In phase two of research, the lab will be looking at how the technology can be used to design new tests to look for changes in the relationship between the mitochondria and other parts of the cell. Because mitochondria perform so many different functions in different types of tissues, there are hundreds of different diseases where changes in mitochondrial function may play a role.
Scientific director Darley-Usmar said, “Changes in how cells use energy occur in many disorders. Cancer was the first disease where a change in metabolism was detected and now the unique ability of cancer cells to use glucose is being targeted as a strategy for improving the effectiveness of treatment.
“Over the past six years, we’ve learned a lot about how cells use energy, and how it is affected by both genetics and environmental factors in individuals and populations. In general, people have very different capacities to exercise and live their lives. Some tire faster. Even people with the same BMI can use energy very differently. A bioenergetic health index gives us a better understanding of how this is true, integrating genetics, metabolism and acquired changes in response to different factors that individuals experience.
“In the past, we didn’t know about lactose intolerance or gluten intolerance. There must be many metabolic interactions that work in a similar way. In the future, we may learn more about how to protect mitochondrial function by avoiding the causes of dysfunction.
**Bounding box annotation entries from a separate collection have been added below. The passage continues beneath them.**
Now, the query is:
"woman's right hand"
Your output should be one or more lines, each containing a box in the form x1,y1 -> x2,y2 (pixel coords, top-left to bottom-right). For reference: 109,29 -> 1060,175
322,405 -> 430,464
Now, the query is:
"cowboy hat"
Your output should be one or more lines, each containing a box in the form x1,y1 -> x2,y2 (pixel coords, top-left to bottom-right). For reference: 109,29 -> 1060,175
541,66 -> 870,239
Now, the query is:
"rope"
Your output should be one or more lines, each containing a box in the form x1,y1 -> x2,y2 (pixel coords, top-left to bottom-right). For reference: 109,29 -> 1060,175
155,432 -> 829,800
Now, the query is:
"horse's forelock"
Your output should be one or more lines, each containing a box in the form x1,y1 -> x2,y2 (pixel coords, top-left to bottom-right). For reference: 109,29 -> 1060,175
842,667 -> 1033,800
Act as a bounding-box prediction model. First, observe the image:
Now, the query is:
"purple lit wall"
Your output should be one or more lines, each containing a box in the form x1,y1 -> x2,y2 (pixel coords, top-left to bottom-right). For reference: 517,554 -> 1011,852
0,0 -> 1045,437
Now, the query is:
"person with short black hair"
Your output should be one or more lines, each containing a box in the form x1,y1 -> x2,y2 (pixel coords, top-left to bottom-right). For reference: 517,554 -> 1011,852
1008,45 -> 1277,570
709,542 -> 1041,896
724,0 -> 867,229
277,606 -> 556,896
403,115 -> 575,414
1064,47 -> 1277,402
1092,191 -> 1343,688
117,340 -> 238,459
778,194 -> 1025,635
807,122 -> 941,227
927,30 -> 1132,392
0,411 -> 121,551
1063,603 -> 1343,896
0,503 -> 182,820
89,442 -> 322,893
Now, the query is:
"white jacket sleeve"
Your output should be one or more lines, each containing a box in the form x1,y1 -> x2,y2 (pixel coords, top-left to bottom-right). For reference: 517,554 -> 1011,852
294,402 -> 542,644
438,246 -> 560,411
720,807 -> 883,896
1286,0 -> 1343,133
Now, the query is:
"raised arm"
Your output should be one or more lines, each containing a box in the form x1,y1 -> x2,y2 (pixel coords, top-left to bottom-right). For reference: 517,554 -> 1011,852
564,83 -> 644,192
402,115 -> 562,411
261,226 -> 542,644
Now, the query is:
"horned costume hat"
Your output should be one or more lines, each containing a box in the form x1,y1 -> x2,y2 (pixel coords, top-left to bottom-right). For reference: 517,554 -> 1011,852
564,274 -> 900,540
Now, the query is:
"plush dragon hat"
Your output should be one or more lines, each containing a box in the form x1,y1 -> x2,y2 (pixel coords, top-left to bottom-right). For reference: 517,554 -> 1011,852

“As we learn to look at what mitochondria do in cells that control immunity, we should get a better understanding of how it relates to innate immunity, infectious diseases and possibly autoimmune disorders. Down the line, we may eventually be able to move from looking at symptoms to identify pathology and shift from diagnostic to prognostic testing. Someday we may measure everyone’s bioenergetic health at birth and at key points in their lives. This could help predict who is at greater risk for mitochondrial changes related to specific diseases so we can start working early to prevent them before they happen,” Darley-Usmar said.
“It’s a long way down the road, but now we have tools that can help us make a start in that direction.”